“What’s the matter?” asked Leaveland’s voice. “Is this the train?”

“Yes, this is the train, all right,” Allan answered, “but I don’t see anything of the crew.”

“Well, I’ll be hanged!” and Leaveland scratched his head in perplexity. “What do you suppose happened?”

“I don’t know. Let’s take a look at the caboose,” and jumping to the ground, he started back along the train.

The door of the caboose was swinging open, and a glare of yellow light came through it from the oil lamp, with polished tin reflector back of it, which was attached to the front wall. Allan sprang up the steps, with Leaveland after him, and both of them stopped in astonishment at the open door. The caboose was empty, but two stools stood on the floor before the stove, and between them a box on which was a checker-board and checkers. Evidently the conductor and rear brakeman had been playing together, but had been interrupted in their game and had left the board just as it was, expecting to return to it. They had not returned, however, but had vanished as completely as though the earth had opened and swallowed them.

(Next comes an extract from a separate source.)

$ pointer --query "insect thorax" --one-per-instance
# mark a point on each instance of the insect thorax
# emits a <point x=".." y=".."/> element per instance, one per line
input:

“Well, I’ll be hanged!” said Leaveland again. “There’s something mighty queer about this. If I believed in ghosts, now—”

“No, I don’t think it’s ghosts,” laughed Allan. “But we can’t stop to investigate. We’d better couple the two engines together, and let Number Two push this train back to Schooley’s. You go ahead and have that done, and I’ll stay here. I’ll burn a fusee if I want you to stop, but I don’t think there’s any danger, because nothing will get past Schooley’s till this train has been accounted for.”

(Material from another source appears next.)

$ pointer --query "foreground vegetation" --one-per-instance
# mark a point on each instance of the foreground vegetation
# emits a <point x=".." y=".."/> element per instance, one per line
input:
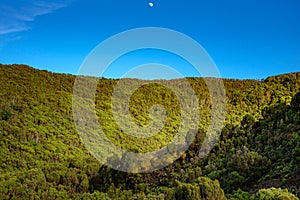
<point x="42" y="157"/>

“All right, sir,” assented Leaveland, and hurried back toward the engine.

Allan, left to himself, made a careful inspection of the caboose, but search as he might, he could find nothing that shed the slightest light upon the disappearance of the train crew. It was evident that there had been no struggle of any kind. He found the conductor’s report made up ready to turn in at the end of the trip, and his lantern and dinner-pail on the floor near the door. The more he examined the surroundings the plainer it was that when the conductor and brakeman left the caboose, they had expected to return to it in a minute or two. And that they had left it only a short time before was evident from the fact that the fire in their stove had just been renewed and was burning briskly.

He gave up the problem, at last, and getting a fusee out of the box where they were kept, he stepped out upon the rear platform. As he did so, he heard the cars of the train buckling toward him, and an instant later the caboose caught the motion and started slowly up the track toward Schooley’s. The mile was soon covered, and the train, coming to a stop just outside the little town, was run in on a siding, while the flyer proceeded on to the station. There Allan reported it, secured orders for it, and sent it on its way. Then he proceeded to try to solve the mystery of the abandoned freight train.